According to the JMIR preprint by Gao et al., the authors performed a systematic review and meta-analysis of ML and DL models predicting future falls in community-dwelling older adults. The review screened 6,865 records and included 27 longitudinal studies, of which 18 focused on general community samples. Included studies applied 22 ML approaches and 5 DL approaches, with prediction horizons from 3 months to 4 years and observed fall incidence between 1.6% and 46.6%.

Gao et al. searched PubMed, Embase, Web of Science, CINAHL, Cochrane Library, and IEEE Xplore through August 31, 2025, and limited inclusion to longitudinal studies using baseline predictors to forecast future falls in adults aged >=60, excluding real-time detection, simulated/no-fall, and inpatient studies. Risk of bias was assessed using PROBAST. For quantitative synthesis the authors meta-analyzed logit-transformed AUCs using the Hartung-Knapp-Sidik-Jonkman (HKSJ) random-effects model, reported 95% confidence intervals, and conveyed expected out-of-sample performance with 95% prediction intervals computed by four estimators. Robustness was examined with leave-one-out analyses and small-study effects were probed with funnel plots and Egger-type tests.

Prognostic model research for low-incidence events commonly shows wide heterogeneity in outcome definitions, follow-up horizon, and predictor sets, which complicates meta-analysis of discrimination metrics. Industry-pattern observations note that pooling AUCs across studies with divergent event rates and follow-up lengths often produces broad prediction intervals, limiting the precision of expected out-of-sample performance estimates.

For practitioners building or evaluating fall-prediction models, systematic syntheses such as this map the current evidence base and methodological choices used across studies, including the limited number of DL studies to date. Industry context: external validation frequency, calibration reporting, and standardized outcome definitions are recurring gaps in prognostic ML literature that materially affect deployability and risk communication in clinical settings.

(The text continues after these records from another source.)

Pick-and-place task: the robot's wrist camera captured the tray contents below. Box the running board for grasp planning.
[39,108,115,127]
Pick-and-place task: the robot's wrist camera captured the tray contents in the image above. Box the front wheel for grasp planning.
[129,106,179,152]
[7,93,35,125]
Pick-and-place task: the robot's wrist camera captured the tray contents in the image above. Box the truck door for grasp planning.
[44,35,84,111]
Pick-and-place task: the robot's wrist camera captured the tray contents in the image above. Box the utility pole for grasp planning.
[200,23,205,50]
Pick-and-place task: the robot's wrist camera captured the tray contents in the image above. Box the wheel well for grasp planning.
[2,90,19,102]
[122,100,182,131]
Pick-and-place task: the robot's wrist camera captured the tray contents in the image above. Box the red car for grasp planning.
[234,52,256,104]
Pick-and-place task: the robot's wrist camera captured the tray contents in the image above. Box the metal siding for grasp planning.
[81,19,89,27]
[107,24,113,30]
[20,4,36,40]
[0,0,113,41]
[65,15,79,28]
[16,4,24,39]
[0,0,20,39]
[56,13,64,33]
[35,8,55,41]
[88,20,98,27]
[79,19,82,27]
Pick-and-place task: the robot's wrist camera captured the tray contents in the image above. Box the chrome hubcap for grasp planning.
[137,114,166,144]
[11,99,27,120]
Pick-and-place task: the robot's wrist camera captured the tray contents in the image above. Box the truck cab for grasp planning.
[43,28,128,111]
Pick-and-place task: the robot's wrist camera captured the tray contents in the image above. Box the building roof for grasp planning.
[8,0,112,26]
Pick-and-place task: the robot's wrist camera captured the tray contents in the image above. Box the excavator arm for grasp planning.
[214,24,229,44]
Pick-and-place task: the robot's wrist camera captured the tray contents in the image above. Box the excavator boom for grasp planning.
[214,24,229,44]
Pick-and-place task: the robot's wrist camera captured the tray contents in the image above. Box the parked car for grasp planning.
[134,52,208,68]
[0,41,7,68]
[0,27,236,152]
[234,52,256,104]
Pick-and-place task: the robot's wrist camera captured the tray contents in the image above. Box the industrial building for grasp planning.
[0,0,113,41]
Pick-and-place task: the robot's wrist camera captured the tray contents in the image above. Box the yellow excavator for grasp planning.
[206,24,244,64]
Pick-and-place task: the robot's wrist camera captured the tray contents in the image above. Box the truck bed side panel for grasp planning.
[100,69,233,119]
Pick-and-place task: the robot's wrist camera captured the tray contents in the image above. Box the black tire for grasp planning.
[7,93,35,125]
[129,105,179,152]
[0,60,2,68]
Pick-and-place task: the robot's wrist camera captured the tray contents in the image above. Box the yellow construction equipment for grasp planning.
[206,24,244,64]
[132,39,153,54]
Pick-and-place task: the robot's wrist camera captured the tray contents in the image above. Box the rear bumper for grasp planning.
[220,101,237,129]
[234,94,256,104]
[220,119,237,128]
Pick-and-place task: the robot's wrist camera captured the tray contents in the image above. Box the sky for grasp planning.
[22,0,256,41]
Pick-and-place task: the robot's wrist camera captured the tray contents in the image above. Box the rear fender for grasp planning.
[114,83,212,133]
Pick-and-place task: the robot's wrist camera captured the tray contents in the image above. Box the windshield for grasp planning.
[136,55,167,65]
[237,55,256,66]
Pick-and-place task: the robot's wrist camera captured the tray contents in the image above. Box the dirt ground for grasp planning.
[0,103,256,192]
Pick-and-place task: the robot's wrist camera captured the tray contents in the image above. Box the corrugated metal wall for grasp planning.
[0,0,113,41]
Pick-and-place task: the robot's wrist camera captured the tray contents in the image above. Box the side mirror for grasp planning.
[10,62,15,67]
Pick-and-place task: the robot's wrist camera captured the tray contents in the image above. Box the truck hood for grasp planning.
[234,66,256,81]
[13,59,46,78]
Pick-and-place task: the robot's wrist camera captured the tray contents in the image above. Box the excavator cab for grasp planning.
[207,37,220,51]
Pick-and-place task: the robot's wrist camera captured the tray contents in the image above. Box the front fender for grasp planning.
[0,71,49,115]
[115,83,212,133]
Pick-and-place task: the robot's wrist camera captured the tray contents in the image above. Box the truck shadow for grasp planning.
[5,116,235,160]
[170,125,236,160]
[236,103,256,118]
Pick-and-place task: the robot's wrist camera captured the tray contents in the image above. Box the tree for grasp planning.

Indicators to follow include subsequent external-validation studies on large community cohorts, increased reporting of calibration and net benefit, consensus on outcome windows for fall prediction, and whether future work narrows heterogeneity by standardizing predictor sets and evaluation protocols. Observers will also watch for studies that report decision-analytic impacts or prospectively evaluate models in real-world workflows.